# ðŸ¦™ Fine-tune LLaMA 3.1 with Unsloth

This notebook demonstrates how to fine-tune LLaMA 3.1 8B for structured JSON output generation using QLoRA and Unsloth.

## Prerequisites
- Google Colab with GPU runtime (T4 or better)
- HuggingFace account with access to LLaMA 3.1

In [None]:
# Install dependencies
!pip install -q unsloth
!pip install -q transformers datasets peft accelerate bitsandbytes

In [None]:
# Imports
from unsloth import FastLanguageModel
from datasets import load_dataset
from trl import SFTTrainer
from transformers import TrainingArguments
import torch

## 1. Load Base Model with 4-bit Quantization

In [None]:
# Configuration
max_seq_length = 2048
dtype = None  # Auto-detect
load_in_4bit = True

# Load model
model, tokenizer = FastLanguageModel.from_pretrained(
    model_name="unsloth/Meta-Llama-3.1-8B-Instruct",
    max_seq_length=max_seq_length,
    dtype=dtype,
    load_in_4bit=load_in_4bit,
)

print(f"Model loaded successfully!")

## 2. Add LoRA Adapters

In [None]:
# Add LoRA adapters
model = FastLanguageModel.get_peft_model(
    model,
    r=16,  # LoRA rank
    target_modules=["q_proj", "k_proj", "v_proj", "o_proj",
                    "gate_proj", "up_proj", "down_proj"],
    lora_alpha=32,
    lora_dropout=0.05,
    bias="none",
    use_gradient_checkpointing="unsloth",
    random_state=42,
)

print(f"LoRA adapters added!")
model.print_trainable_parameters()

## 3. Load and Prepare Dataset

In [None]:
# Define prompt template
PROMPT_TEMPLATE = """### Instruction:
You are an AI that converts natural language instructions into structured JSON action plans.
Given the following instruction, output a valid JSON with these fields:
- object: the object to manipulate
- initial_position: where the object currently is
- action: what to do (move, rotate, scale)
- target_position: the destination or target state

### Input:
{instruction}

### Response:
{output}"""

def format_prompts(examples):
    texts = []
    for instruction, output in zip(examples['instruction'], examples['output']):
        text = PROMPT_TEMPLATE.format(
            instruction=instruction,
            output=output
        )
        texts.append(text)
    return {"text": texts}

In [None]:
# Load dataset (from local file or HuggingFace)
# Option 1: Load from local JSONL
# dataset = load_dataset('json', data_files='../data/train.jsonl')

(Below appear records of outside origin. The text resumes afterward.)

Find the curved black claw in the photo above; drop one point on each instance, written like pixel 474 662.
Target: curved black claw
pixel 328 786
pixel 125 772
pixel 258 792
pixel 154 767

# Option 2: Create sample dataset for demo
sample_data = {
    "instruction": [
        "Move the red box to the blue platform",
        "Rotate the green sphere 90 degrees",
        "Scale the yellow cube to twice its size",
    ],
    "output": [
        '{"object": "red box", "initial_position": "floor", "action": "move", "target_position": "top of blue platform"}',
        '{"object": "green sphere", "initial_position": "center", "action": "rotate", "target_position": "90 degrees clockwise"}',
        '{"object": "yellow cube", "initial_position": "origin", "action": "scale", "target_position": "2x original size"}',
    ]
}

from datasets import Dataset
dataset = Dataset.from_dict(sample_data)
dataset = dataset.map(format_prompts, batched=True)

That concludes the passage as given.